⑦ リハビリおよびリハビリ用器具(けが、障害、慢性症状の回復や精神的、身体的機能の回復のための医療および器具)

⑧ 臨床検査

⑨ 予防、健康推進サービス、慢性病対策

⑩ 小児科

 高齢化に備え、プライマリケアや予防医療の充実も行われている。

 さらに大学病院や、地域医療ネットワークを指す「統合ヘルスケアネットワーク(IHN:Integrated Healthcare Network)」が、旧来は契約関係にあった医師を雇用してプライマリケアを提供し始めている。例えば、研究と教育を基に臨床と医療ケアを統合させた非営利医療機関のクリーブランド・クリニック(本拠地・オハイオ州)が薬局・コンビニチェーンのCVS(本社・ロードアイランド州)とパートナーシップを結び、「コンビニエント・ケア・クリニック」 (注1)として協力している。

 オバマ大統領は2009年に「HITECH法」(The Healthcare Information Technology for Economic and Clinical Health Act)を成立させ、全国規模の医療ITインフラの構築に多額の予算を確保し、電子カルテ(EMR:Electronic Medi-cal Records)や生涯健康医療電子記録(HER:Electronic Health Records)の導入に経済的インセンティブを設けた。これはEMRやHERを導入した医療機関に対して、総額250億ドルの支援を行う制度である。その結果、医師、病院ともにEMRやHERの導入率が増えている。

メディケアによる締め付け

 最近、米国の医療機関を訪問すると、口をそろえて主張されるのが、メディケアの支払いの厳しさである。

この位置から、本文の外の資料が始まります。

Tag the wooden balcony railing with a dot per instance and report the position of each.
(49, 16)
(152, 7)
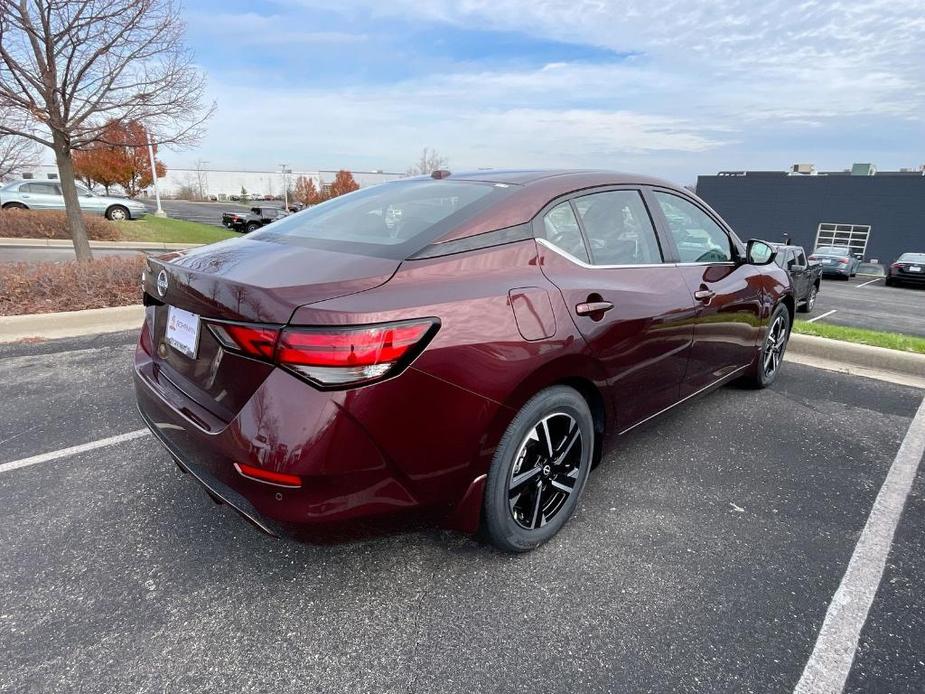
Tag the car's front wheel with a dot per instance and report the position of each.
(539, 470)
(771, 356)
(117, 213)
(810, 300)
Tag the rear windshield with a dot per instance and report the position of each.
(391, 220)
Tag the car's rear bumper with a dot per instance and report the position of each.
(909, 278)
(836, 272)
(354, 463)
(217, 490)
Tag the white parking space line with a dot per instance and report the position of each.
(72, 450)
(822, 315)
(830, 662)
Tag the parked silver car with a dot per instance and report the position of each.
(46, 195)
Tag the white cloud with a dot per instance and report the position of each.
(710, 84)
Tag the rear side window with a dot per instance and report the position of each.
(561, 229)
(389, 220)
(699, 239)
(41, 188)
(618, 228)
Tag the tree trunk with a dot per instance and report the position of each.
(71, 202)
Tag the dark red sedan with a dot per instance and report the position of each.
(465, 346)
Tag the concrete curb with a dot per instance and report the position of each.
(51, 326)
(101, 245)
(906, 368)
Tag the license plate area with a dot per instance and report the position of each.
(182, 331)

 旧来、Capitationでは医療の質が問題になった。すなわち経済的なdisincentive(意欲を削ぐもの)に基づく過少医療の問題である。古くは英国で指摘され、最近の英国ではP4P(Pay for Perfor-mance:医療の質に応じて支払いも変化させようというプログラム)として、アウトカム指標により経済的なインセンティブを付けるようになったことは記憶に新しい。もう一つは、支払い側にとってもデータの入手が容易になるなど、他の医療機関や全米のベンチマーク的な機関との比較を行うことで、過小医療は容易に発見できるようになった。

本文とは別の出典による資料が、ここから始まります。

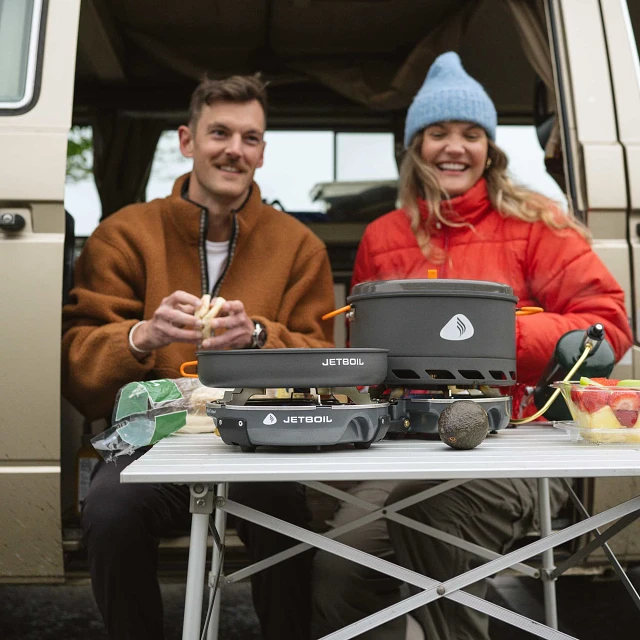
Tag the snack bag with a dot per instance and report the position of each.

 なお、ハワイ州のデータ(kuwakini病院での説明資料、2016年1月)によると、保険償還率はメディケアの場合、全米平均で82%、最低は55%、ハワイ州では87%で、メディケイドの場合は全米平均で82%、最低は57%、ハワイ州で66%。民間保険は逆に全米平均149%、最低は119%、ハワイ州で133%である。

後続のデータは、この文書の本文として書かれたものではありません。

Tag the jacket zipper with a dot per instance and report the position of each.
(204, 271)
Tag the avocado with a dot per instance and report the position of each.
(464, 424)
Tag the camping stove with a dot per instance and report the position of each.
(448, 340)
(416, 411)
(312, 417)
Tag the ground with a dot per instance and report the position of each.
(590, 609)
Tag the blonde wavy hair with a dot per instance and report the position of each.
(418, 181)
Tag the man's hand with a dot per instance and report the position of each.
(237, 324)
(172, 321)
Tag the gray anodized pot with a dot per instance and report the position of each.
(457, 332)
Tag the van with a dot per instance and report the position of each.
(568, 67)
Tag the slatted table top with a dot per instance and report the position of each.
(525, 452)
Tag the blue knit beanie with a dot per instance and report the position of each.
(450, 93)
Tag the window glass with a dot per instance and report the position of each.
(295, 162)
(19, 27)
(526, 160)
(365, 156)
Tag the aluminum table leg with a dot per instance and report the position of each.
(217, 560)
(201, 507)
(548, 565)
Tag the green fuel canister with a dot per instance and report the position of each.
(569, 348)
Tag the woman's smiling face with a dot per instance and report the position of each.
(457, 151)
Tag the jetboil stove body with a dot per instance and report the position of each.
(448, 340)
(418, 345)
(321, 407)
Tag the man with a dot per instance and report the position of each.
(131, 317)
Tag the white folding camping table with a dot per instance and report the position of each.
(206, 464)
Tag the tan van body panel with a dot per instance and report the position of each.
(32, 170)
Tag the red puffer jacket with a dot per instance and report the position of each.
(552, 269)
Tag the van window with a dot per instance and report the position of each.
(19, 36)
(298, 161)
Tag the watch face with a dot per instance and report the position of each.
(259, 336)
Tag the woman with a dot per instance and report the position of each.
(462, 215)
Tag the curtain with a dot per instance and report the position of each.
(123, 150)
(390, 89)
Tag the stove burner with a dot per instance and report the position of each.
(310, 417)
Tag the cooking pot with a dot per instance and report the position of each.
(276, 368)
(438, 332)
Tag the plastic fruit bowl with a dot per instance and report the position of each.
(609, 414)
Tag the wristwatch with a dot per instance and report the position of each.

 言い換えれば、償還率がいい民間保険の患者を診ないと、病院は赤字になってしまうという状態である。さらに、30日以内の再入院に対してのペナルティーや入院中の合併症治療費用が支払われなくなったこと、監査の強化、「財政の崖」 (注2)での償還費用2%カットなどで、メディケアの患者は、病院にとってはメディケイドよりも厳しく、患者を診れば診るほど病院経営が苦しくなるという状況ともいえる。